Gerakan Mahasiswa : Idealisme atau ditunggangi ?
Tulisan ini dibuat berdasarkan pandangan saya terhadap Gerakan Mahasiswa disertai tinjauan pustaka dan realita tanpa bermaksud menyinggung perasaan pihak manapun. Dengan adanya tulisan ini diharapkan kesadaran mahasiswa terhadap fungsi dan perannya bagi bangsa juga negara. Oleh sebab itu, hal ini nantinya akan dikaitkan dengan Gerakan Mahasiswa yang harusnya dilandasi dengan idealisme dalam diri mahasiswa.

Diawali dengan pengertian politik terlebih dahulu. Firmanzah (2007: 48) menjelaskan bahwa dari buku The Republic, kita dapat dengan mudah memahami bahwa tujuan Plato melalui konsep ini dipahami sebagai konsep terciptanya masyarakat ideal. Politik kemudian diartikan sebagai semua usaha dan aktivitas untuk membangun dan mewujudkan masyarakat yang ideal atau lebih baik dibandingkan dengan kondisi sekarang. Selanjutnya Aristoteles dalam bukunya The Politics menyatakan bahwa “Man is by nature a political animal”. Sehingga, politik bukanlah konsep yang diciptakan, melainkan sesungguhnya bisa ditemukan dalam diri setiap orang. Dengan demikian, terlihat jelas bahwa definisi politik awalnya merupakan sesuatu yang baik dan ditujukan untuk menciptakan masyarakat ideal.

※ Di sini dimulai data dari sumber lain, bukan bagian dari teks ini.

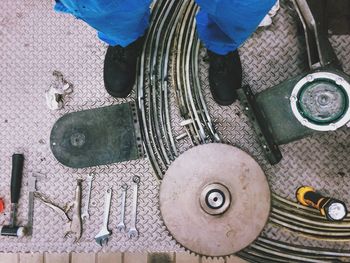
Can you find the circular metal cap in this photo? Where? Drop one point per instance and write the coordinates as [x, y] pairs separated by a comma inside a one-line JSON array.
[[336, 210], [320, 101], [215, 199]]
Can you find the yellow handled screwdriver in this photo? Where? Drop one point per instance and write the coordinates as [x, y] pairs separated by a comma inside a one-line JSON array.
[[332, 209]]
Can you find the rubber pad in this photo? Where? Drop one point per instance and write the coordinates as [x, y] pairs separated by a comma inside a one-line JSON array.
[[97, 137]]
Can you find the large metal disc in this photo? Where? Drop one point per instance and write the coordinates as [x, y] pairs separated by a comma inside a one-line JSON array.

Secara singkat, kata politik kemudian terkait dengan keragaman kepentingan, konflik, dan kekuasaan yang tak terelakkan. Adanya kepentingan tersebut disebabkan bahwa dalam masyarakat terdapat susunan individu-individu dan kelompok-kelompok sosial yang memiliki latar belakang berbeda (Firmanzah, 2007). Politik secara mutlak juga menjadikan seseorang memiliki wewenang dalam mengatur roda pemerintahan dan menetapkan kebijakan berdasarkan legitimasi rakyat. 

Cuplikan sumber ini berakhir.